Взгляд исключительно пустой, смотрит сквозь тебя. Особые приметы: крупногабаритные сумки, металлический палец, которым они упираются впередиидущему в спину. Характерные признаки поведения…
Птица глубокомысленно сдвинул брови. Видно, истратил все свои академические запасы на обвинительный трактат о бедных женщинах.
— Короче, у указателя могут остановиться как вкопанные, даже если сзади марширует целая демонстрация. А главное, мужиков поливать любят. Принародно, с воплями, визгом. Не вздумай защищаться, пацан! Одной фразой срежут…
— «Что за мужики пошли!» — пробормотал я и подумал, что это на меня свалилось: Деля с Михал Моисеичем, Вечно Поддатый Винни-Пух со вздорными старушками, Шилков с непонятными улыбочками и чумовой Чибис с абстрактными бреднями? Никак, сговор?
— Ага. Вроде того, — победоносно гнул свое Птица. — Возможны варианты. Но слова — это обертка, а конфетка — голос. Из него яд литрами можно выкачивать!

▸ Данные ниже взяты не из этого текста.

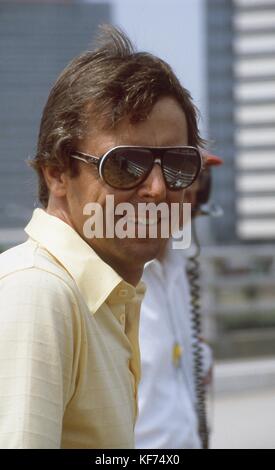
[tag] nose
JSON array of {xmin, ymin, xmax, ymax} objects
[{"xmin": 138, "ymin": 163, "xmax": 167, "ymax": 202}]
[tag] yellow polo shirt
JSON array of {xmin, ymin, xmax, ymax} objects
[{"xmin": 0, "ymin": 209, "xmax": 145, "ymax": 449}]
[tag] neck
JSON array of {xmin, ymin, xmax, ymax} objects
[{"xmin": 92, "ymin": 246, "xmax": 144, "ymax": 287}]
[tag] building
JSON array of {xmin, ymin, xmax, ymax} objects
[
  {"xmin": 206, "ymin": 0, "xmax": 275, "ymax": 244},
  {"xmin": 0, "ymin": 1, "xmax": 111, "ymax": 251}
]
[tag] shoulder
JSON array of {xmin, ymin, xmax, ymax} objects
[
  {"xmin": 0, "ymin": 243, "xmax": 79, "ymax": 321},
  {"xmin": 0, "ymin": 239, "xmax": 78, "ymax": 302}
]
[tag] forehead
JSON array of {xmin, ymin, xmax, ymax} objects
[{"xmin": 79, "ymin": 97, "xmax": 188, "ymax": 155}]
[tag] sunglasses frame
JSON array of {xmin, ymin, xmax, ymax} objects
[{"xmin": 71, "ymin": 145, "xmax": 206, "ymax": 191}]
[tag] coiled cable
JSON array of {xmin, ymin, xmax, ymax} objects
[{"xmin": 186, "ymin": 218, "xmax": 209, "ymax": 449}]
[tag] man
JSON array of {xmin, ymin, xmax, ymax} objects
[
  {"xmin": 0, "ymin": 27, "xmax": 207, "ymax": 448},
  {"xmin": 135, "ymin": 162, "xmax": 222, "ymax": 449}
]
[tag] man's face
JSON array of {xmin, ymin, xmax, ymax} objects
[{"xmin": 62, "ymin": 97, "xmax": 188, "ymax": 278}]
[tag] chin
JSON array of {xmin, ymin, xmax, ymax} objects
[{"xmin": 119, "ymin": 238, "xmax": 167, "ymax": 264}]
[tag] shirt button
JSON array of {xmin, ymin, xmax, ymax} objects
[{"xmin": 119, "ymin": 313, "xmax": 125, "ymax": 325}]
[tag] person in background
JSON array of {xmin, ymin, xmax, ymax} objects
[{"xmin": 135, "ymin": 156, "xmax": 222, "ymax": 449}]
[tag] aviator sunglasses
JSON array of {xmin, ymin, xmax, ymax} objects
[{"xmin": 71, "ymin": 145, "xmax": 203, "ymax": 191}]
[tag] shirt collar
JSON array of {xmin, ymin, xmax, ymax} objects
[{"xmin": 25, "ymin": 209, "xmax": 144, "ymax": 313}]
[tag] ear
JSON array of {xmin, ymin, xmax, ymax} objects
[{"xmin": 43, "ymin": 166, "xmax": 68, "ymax": 198}]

— Ты с женой, небось, поругался? Одна хозяйка, а не род.
— Именно род, пацан, — прямо набросился на меня Чибис. — Жена, тьфу! Глянь, как Они вышагивают. Величавые, в лице ни грамма сомнения в том, что мир придуман для них, по спецзаказу. Протягивают руку и берут, что понравится. Банан, туфли, хорошее место, удобного мужа… Раз пришлось по душе, значит, мое…

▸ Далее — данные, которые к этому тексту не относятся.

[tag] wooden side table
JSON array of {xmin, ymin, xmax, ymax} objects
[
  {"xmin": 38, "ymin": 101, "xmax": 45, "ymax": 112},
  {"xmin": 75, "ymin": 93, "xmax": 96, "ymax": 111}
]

Птичка распалился, фразы вылетали, словно раскаленные угли из печки. Я-то знал, чем объясняется Колькино женоненавистничество. Хлебнул он горюшка с тещей. Но сказать сейчас об этом — было смерти подобно. Спасибо, мой намек на жену «проглотил». Николай, наверное, считал, что корни его свирепости произрастают из философских пластов. И потом, напрочь отвергать его жгущие глаголы было бы неверно. Кое-какое рациональное зерно в них имелось. Но…
— Знаешь, Николаша, — желая создать хотя бы видимость объективного подхода к проблеме полов, выдохнул я в похолодевший вечерний воздух, — а у меня есть равноценная категория нашего брата. «Настоящие» мужчины называется…
— А, слыхали, — скрипнул перилом Чибис, — ерунда, пацан. Не пойму, чего ты за баб вступаешься?
— Дай все-таки выскажусь о «настоящих». Желательны бакенбарды. Одежда — позавчерашний крик. Сам герой не сомневается, что смотрится моделью с обложки журнала мод. Прическа экстравагантна. То есть та же претензия на шик — или слишком облезлая, или слишком кудлатая. Курит в тамбурах электричек, пьет там из горла портвейн. Говорит в общественных местах демонстративно громко, полагая, что его речью должны наслаждаться окружающие. О чем я забыл?
— О походке.
— А, ну да… Походка подскакивающая, с покачиванием плеч.
— Наклонности?
— Уже отмечал. Жрет зубодробильный портваген, но утверждает, что не признает ничего из спиртного, кроме водки…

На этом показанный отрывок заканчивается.